Shippers are sending vessels to the U.S. East Coast, which uses more heating fuel than another other parts of the United States but where inventories have fallen to alarmingly low levels in 2022.
The lack of stock has caused prices to surge, boosting the flow of product from Europe, which is already facing the prospect of a cold winter without Russian oil supply.
At least 11 vessels that can carry about 3.6 million barrels of distillate, which includes low-sulfur diesel and home heating oil, will arrive in New York Harbor in late November and early December, shipping data and sources say. That’s equivalent to about 4% of all the East Coast’s distillate fuel imports in 2021.
The shipments are coming mostly from Europe, which is set to ban imports of Russian crude in December and oil products in February in retaliation for Moscow’s invasion of Ukraine.

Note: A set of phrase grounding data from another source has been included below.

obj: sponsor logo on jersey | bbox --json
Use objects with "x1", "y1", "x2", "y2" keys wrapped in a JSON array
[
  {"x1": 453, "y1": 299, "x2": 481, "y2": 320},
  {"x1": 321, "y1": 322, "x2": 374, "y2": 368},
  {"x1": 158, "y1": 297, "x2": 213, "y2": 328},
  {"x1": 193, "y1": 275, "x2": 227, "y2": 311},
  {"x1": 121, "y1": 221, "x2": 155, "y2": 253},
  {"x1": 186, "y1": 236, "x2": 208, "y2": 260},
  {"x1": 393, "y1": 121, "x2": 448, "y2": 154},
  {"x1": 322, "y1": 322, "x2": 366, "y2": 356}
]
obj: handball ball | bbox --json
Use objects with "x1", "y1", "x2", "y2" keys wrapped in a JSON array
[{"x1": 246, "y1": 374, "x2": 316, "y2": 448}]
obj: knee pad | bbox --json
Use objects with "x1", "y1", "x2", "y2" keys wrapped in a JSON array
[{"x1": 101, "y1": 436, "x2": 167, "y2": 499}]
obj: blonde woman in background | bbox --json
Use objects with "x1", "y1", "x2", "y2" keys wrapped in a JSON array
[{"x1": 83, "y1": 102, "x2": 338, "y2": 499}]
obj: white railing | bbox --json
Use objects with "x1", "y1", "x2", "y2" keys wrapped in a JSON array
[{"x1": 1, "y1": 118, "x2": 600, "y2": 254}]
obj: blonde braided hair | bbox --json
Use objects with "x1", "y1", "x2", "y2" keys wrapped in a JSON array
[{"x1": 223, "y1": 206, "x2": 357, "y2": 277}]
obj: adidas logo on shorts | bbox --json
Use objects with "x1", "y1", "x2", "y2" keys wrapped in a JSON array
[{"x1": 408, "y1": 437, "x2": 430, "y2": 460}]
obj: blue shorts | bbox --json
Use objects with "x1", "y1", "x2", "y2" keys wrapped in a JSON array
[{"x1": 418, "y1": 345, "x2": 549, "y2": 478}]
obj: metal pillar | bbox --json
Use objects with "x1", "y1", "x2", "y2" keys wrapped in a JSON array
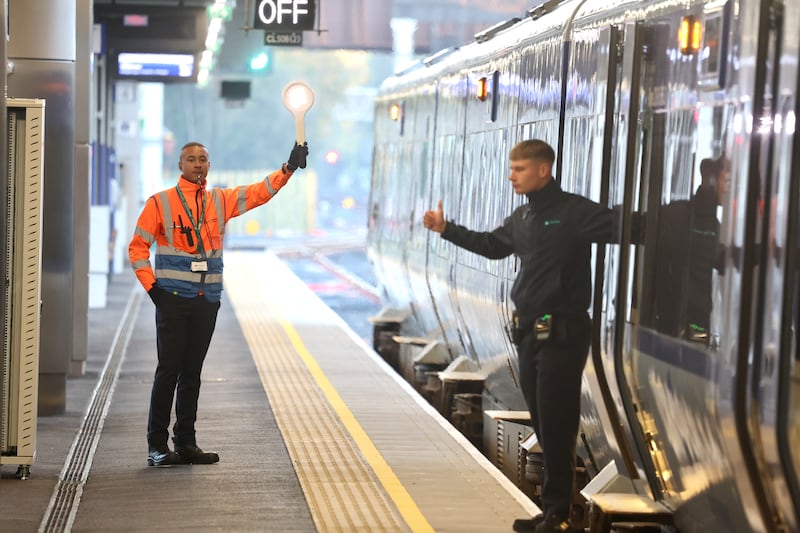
[
  {"x1": 0, "y1": 0, "x2": 10, "y2": 434},
  {"x1": 71, "y1": 0, "x2": 92, "y2": 377},
  {"x1": 7, "y1": 0, "x2": 76, "y2": 415}
]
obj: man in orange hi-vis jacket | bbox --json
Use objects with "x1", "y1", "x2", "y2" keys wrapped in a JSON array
[{"x1": 129, "y1": 140, "x2": 308, "y2": 467}]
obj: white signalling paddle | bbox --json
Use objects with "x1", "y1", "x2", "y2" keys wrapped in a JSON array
[{"x1": 282, "y1": 81, "x2": 315, "y2": 145}]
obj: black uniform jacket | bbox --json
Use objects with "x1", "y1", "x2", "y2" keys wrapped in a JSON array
[{"x1": 442, "y1": 179, "x2": 613, "y2": 329}]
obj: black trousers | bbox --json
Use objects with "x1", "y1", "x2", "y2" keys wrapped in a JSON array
[
  {"x1": 148, "y1": 294, "x2": 220, "y2": 448},
  {"x1": 516, "y1": 313, "x2": 591, "y2": 521}
]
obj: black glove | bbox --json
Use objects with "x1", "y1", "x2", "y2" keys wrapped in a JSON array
[
  {"x1": 148, "y1": 284, "x2": 165, "y2": 307},
  {"x1": 286, "y1": 142, "x2": 309, "y2": 171}
]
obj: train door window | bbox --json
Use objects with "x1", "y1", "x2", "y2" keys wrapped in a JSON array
[
  {"x1": 770, "y1": 91, "x2": 800, "y2": 520},
  {"x1": 625, "y1": 86, "x2": 735, "y2": 501},
  {"x1": 410, "y1": 139, "x2": 431, "y2": 252},
  {"x1": 368, "y1": 145, "x2": 386, "y2": 235},
  {"x1": 633, "y1": 104, "x2": 732, "y2": 346},
  {"x1": 431, "y1": 134, "x2": 458, "y2": 259}
]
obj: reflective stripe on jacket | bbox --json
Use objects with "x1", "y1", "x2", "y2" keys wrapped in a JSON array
[{"x1": 128, "y1": 166, "x2": 294, "y2": 302}]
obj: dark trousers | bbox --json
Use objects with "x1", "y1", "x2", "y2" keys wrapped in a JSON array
[
  {"x1": 516, "y1": 313, "x2": 591, "y2": 521},
  {"x1": 148, "y1": 294, "x2": 220, "y2": 448}
]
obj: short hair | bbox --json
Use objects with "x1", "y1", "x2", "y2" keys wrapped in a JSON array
[
  {"x1": 180, "y1": 141, "x2": 208, "y2": 155},
  {"x1": 509, "y1": 139, "x2": 555, "y2": 165},
  {"x1": 699, "y1": 154, "x2": 730, "y2": 183}
]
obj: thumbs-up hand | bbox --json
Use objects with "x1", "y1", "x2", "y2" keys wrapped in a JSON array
[{"x1": 423, "y1": 200, "x2": 447, "y2": 234}]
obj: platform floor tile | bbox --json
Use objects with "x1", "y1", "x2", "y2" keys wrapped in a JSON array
[
  {"x1": 224, "y1": 251, "x2": 538, "y2": 533},
  {"x1": 69, "y1": 279, "x2": 315, "y2": 532}
]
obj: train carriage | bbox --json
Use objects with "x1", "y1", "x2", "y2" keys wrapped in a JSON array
[{"x1": 369, "y1": 0, "x2": 800, "y2": 531}]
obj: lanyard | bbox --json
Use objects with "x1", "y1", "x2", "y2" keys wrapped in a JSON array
[{"x1": 176, "y1": 185, "x2": 206, "y2": 253}]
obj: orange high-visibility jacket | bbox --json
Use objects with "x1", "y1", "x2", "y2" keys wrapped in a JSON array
[{"x1": 128, "y1": 166, "x2": 294, "y2": 302}]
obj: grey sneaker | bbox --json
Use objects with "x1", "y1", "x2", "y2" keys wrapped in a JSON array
[{"x1": 147, "y1": 446, "x2": 181, "y2": 467}]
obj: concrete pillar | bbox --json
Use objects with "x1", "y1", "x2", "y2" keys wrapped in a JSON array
[
  {"x1": 390, "y1": 17, "x2": 417, "y2": 73},
  {"x1": 8, "y1": 0, "x2": 76, "y2": 415},
  {"x1": 71, "y1": 0, "x2": 92, "y2": 377}
]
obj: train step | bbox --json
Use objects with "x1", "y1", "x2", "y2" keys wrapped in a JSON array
[{"x1": 588, "y1": 493, "x2": 674, "y2": 533}]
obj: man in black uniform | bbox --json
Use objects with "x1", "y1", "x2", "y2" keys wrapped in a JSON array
[{"x1": 423, "y1": 139, "x2": 612, "y2": 533}]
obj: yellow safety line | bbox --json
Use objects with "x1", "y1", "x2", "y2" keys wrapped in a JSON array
[{"x1": 271, "y1": 310, "x2": 435, "y2": 533}]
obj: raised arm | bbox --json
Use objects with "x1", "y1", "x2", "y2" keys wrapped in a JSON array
[
  {"x1": 217, "y1": 142, "x2": 309, "y2": 222},
  {"x1": 424, "y1": 199, "x2": 514, "y2": 259}
]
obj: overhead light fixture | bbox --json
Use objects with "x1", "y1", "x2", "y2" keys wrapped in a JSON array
[{"x1": 197, "y1": 0, "x2": 234, "y2": 87}]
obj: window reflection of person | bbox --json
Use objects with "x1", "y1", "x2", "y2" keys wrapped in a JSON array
[{"x1": 652, "y1": 156, "x2": 730, "y2": 342}]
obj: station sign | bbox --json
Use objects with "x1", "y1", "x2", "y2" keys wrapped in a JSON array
[
  {"x1": 264, "y1": 31, "x2": 304, "y2": 47},
  {"x1": 253, "y1": 0, "x2": 315, "y2": 31}
]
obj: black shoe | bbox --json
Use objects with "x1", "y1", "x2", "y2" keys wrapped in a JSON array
[
  {"x1": 534, "y1": 514, "x2": 581, "y2": 533},
  {"x1": 513, "y1": 515, "x2": 545, "y2": 532},
  {"x1": 175, "y1": 444, "x2": 219, "y2": 464},
  {"x1": 147, "y1": 446, "x2": 181, "y2": 467}
]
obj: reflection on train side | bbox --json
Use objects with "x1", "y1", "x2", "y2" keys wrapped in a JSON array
[{"x1": 369, "y1": 1, "x2": 800, "y2": 531}]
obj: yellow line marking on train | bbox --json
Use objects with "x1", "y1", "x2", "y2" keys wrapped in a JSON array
[{"x1": 271, "y1": 309, "x2": 435, "y2": 533}]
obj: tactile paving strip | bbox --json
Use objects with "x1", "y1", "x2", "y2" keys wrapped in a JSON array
[
  {"x1": 38, "y1": 287, "x2": 142, "y2": 533},
  {"x1": 225, "y1": 256, "x2": 411, "y2": 533}
]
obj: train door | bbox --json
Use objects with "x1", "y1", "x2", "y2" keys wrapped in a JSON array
[
  {"x1": 404, "y1": 85, "x2": 444, "y2": 339},
  {"x1": 368, "y1": 96, "x2": 409, "y2": 310},
  {"x1": 453, "y1": 65, "x2": 522, "y2": 410},
  {"x1": 490, "y1": 58, "x2": 524, "y2": 395},
  {"x1": 598, "y1": 19, "x2": 665, "y2": 503},
  {"x1": 563, "y1": 23, "x2": 643, "y2": 484},
  {"x1": 424, "y1": 74, "x2": 468, "y2": 356},
  {"x1": 775, "y1": 43, "x2": 800, "y2": 527},
  {"x1": 774, "y1": 1, "x2": 800, "y2": 521},
  {"x1": 736, "y1": 0, "x2": 800, "y2": 529},
  {"x1": 600, "y1": 11, "x2": 755, "y2": 530}
]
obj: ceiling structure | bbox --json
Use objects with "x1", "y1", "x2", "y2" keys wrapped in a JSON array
[{"x1": 93, "y1": 0, "x2": 535, "y2": 82}]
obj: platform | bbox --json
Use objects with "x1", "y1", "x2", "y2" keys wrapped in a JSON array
[{"x1": 1, "y1": 250, "x2": 539, "y2": 532}]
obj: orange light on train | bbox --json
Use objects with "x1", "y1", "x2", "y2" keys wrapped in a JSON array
[
  {"x1": 477, "y1": 77, "x2": 489, "y2": 101},
  {"x1": 390, "y1": 103, "x2": 401, "y2": 121},
  {"x1": 679, "y1": 16, "x2": 702, "y2": 55},
  {"x1": 692, "y1": 20, "x2": 703, "y2": 52}
]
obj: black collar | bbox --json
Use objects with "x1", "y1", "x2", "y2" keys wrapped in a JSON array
[{"x1": 526, "y1": 178, "x2": 560, "y2": 208}]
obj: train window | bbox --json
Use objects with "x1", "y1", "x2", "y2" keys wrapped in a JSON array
[
  {"x1": 636, "y1": 105, "x2": 729, "y2": 345},
  {"x1": 698, "y1": 2, "x2": 731, "y2": 90}
]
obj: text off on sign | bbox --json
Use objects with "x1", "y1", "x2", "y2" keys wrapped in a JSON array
[{"x1": 253, "y1": 0, "x2": 315, "y2": 31}]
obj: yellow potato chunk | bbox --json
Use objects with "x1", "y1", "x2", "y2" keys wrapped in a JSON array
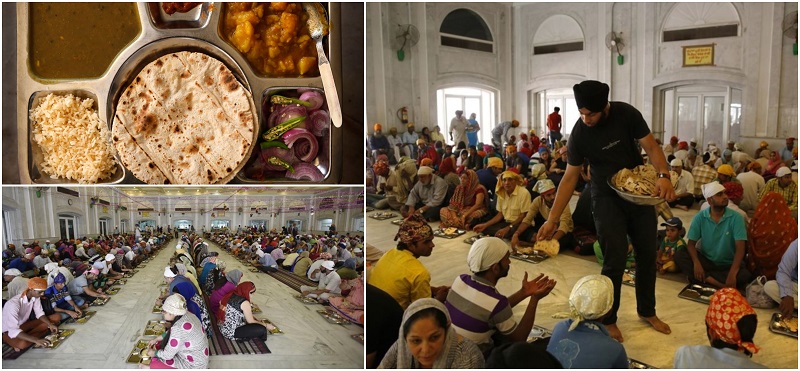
[
  {"x1": 298, "y1": 56, "x2": 316, "y2": 75},
  {"x1": 231, "y1": 21, "x2": 254, "y2": 53}
]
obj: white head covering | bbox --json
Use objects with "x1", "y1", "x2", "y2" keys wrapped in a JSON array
[
  {"x1": 702, "y1": 181, "x2": 726, "y2": 200},
  {"x1": 162, "y1": 294, "x2": 187, "y2": 316},
  {"x1": 467, "y1": 237, "x2": 510, "y2": 273},
  {"x1": 534, "y1": 179, "x2": 556, "y2": 195},
  {"x1": 4, "y1": 268, "x2": 21, "y2": 277},
  {"x1": 164, "y1": 266, "x2": 176, "y2": 278},
  {"x1": 553, "y1": 274, "x2": 614, "y2": 331},
  {"x1": 776, "y1": 167, "x2": 792, "y2": 178},
  {"x1": 417, "y1": 166, "x2": 434, "y2": 175},
  {"x1": 394, "y1": 298, "x2": 460, "y2": 369},
  {"x1": 670, "y1": 158, "x2": 683, "y2": 167},
  {"x1": 105, "y1": 254, "x2": 115, "y2": 261},
  {"x1": 44, "y1": 262, "x2": 59, "y2": 274},
  {"x1": 321, "y1": 261, "x2": 335, "y2": 270}
]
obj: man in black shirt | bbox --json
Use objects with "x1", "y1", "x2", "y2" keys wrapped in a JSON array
[{"x1": 537, "y1": 80, "x2": 676, "y2": 342}]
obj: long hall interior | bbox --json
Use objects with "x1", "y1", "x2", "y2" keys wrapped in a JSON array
[{"x1": 1, "y1": 186, "x2": 365, "y2": 368}]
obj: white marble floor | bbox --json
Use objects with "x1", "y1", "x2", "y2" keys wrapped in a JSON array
[
  {"x1": 366, "y1": 196, "x2": 798, "y2": 369},
  {"x1": 4, "y1": 239, "x2": 364, "y2": 369}
]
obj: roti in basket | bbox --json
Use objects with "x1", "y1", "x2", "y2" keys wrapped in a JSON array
[
  {"x1": 534, "y1": 239, "x2": 560, "y2": 257},
  {"x1": 112, "y1": 51, "x2": 256, "y2": 184}
]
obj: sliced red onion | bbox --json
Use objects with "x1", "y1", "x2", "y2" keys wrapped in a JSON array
[
  {"x1": 299, "y1": 91, "x2": 324, "y2": 111},
  {"x1": 282, "y1": 128, "x2": 319, "y2": 162},
  {"x1": 267, "y1": 105, "x2": 308, "y2": 129},
  {"x1": 308, "y1": 109, "x2": 330, "y2": 137},
  {"x1": 260, "y1": 147, "x2": 298, "y2": 171},
  {"x1": 286, "y1": 162, "x2": 324, "y2": 182}
]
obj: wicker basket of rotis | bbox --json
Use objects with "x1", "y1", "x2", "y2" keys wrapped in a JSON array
[{"x1": 608, "y1": 165, "x2": 671, "y2": 206}]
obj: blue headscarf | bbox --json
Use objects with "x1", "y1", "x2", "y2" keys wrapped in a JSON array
[
  {"x1": 173, "y1": 282, "x2": 202, "y2": 321},
  {"x1": 343, "y1": 258, "x2": 357, "y2": 270},
  {"x1": 53, "y1": 272, "x2": 67, "y2": 284}
]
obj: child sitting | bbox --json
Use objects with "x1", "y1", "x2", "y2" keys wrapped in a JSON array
[
  {"x1": 593, "y1": 237, "x2": 635, "y2": 269},
  {"x1": 657, "y1": 217, "x2": 686, "y2": 274}
]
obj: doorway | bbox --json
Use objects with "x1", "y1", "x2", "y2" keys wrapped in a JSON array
[
  {"x1": 99, "y1": 218, "x2": 110, "y2": 237},
  {"x1": 436, "y1": 87, "x2": 496, "y2": 145},
  {"x1": 659, "y1": 85, "x2": 742, "y2": 149},
  {"x1": 59, "y1": 215, "x2": 78, "y2": 241}
]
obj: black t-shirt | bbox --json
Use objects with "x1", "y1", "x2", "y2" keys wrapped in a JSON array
[
  {"x1": 566, "y1": 101, "x2": 650, "y2": 196},
  {"x1": 366, "y1": 284, "x2": 403, "y2": 368}
]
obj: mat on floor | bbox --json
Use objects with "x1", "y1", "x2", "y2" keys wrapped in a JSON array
[
  {"x1": 265, "y1": 269, "x2": 316, "y2": 293},
  {"x1": 2, "y1": 343, "x2": 29, "y2": 360},
  {"x1": 207, "y1": 309, "x2": 271, "y2": 356}
]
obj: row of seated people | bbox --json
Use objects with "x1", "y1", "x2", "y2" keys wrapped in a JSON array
[
  {"x1": 369, "y1": 148, "x2": 797, "y2": 291},
  {"x1": 367, "y1": 215, "x2": 798, "y2": 368},
  {"x1": 1, "y1": 233, "x2": 168, "y2": 353},
  {"x1": 206, "y1": 231, "x2": 365, "y2": 324}
]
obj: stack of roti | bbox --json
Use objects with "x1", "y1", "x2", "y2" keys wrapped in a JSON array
[
  {"x1": 533, "y1": 239, "x2": 560, "y2": 257},
  {"x1": 112, "y1": 51, "x2": 256, "y2": 184},
  {"x1": 612, "y1": 164, "x2": 658, "y2": 196}
]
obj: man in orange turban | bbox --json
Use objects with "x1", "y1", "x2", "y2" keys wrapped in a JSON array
[
  {"x1": 1, "y1": 277, "x2": 61, "y2": 352},
  {"x1": 368, "y1": 123, "x2": 392, "y2": 162}
]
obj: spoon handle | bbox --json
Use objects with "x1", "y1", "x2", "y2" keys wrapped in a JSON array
[{"x1": 316, "y1": 40, "x2": 342, "y2": 128}]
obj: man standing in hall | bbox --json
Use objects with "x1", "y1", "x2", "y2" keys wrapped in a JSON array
[
  {"x1": 547, "y1": 107, "x2": 562, "y2": 148},
  {"x1": 450, "y1": 110, "x2": 468, "y2": 148},
  {"x1": 537, "y1": 80, "x2": 675, "y2": 342}
]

At least one of the vessels will be loaded from Turkey while at least five will be loaded from Rotterdam, according to shipping data and shipping analytics firm Vortexa. Another five are also en route, according to two traders.
In addition, Irving Oil’s 300,000 barrel-per-day refinery in Saint John, Canada, just wrapped up fall maintenance, and will soon be increasing exports to New England, traders said.
Companies have been overbuying fuels in preparation for the winter, traders said, helping drive up already elevated prices in the Eastern United States and Western Europe. Fuel prices rose sharply earlier this year after Europe and the United States put sanctions on Russian fuel, and due to a shortage of refining capacity in the United States and Western Europe.
East Coast distillate stocks are hovering near 21.8 million barrels, the second-lowest level in a decade.
Heating oil futures hit a near-record $4.55 per gallon in October before dropping as fixtures were booked.
Home heating oil hit a record $5.48 per gallon in the East Coast in October, while diesel prices are $5.47 per gallon as of Monday, nearing a high reached in June, according to the U.S. Energy Information Administration.
Line 2 of the Colonial Pipeline, which carries fuel products from the refinery-heavy Gulf Coast to the East Coast, is fully booked. Nominations were frozen for the last two cycles, meaning the line could not carry additional fuel from shippers.
The spread between Brent crude oil and ICE gasoil has widened dramatically this year, to $12.21 in January to $36.21 currently, a break from its normally tight spread, due to anticipated supply tightness from the pending ban on Russian diesel.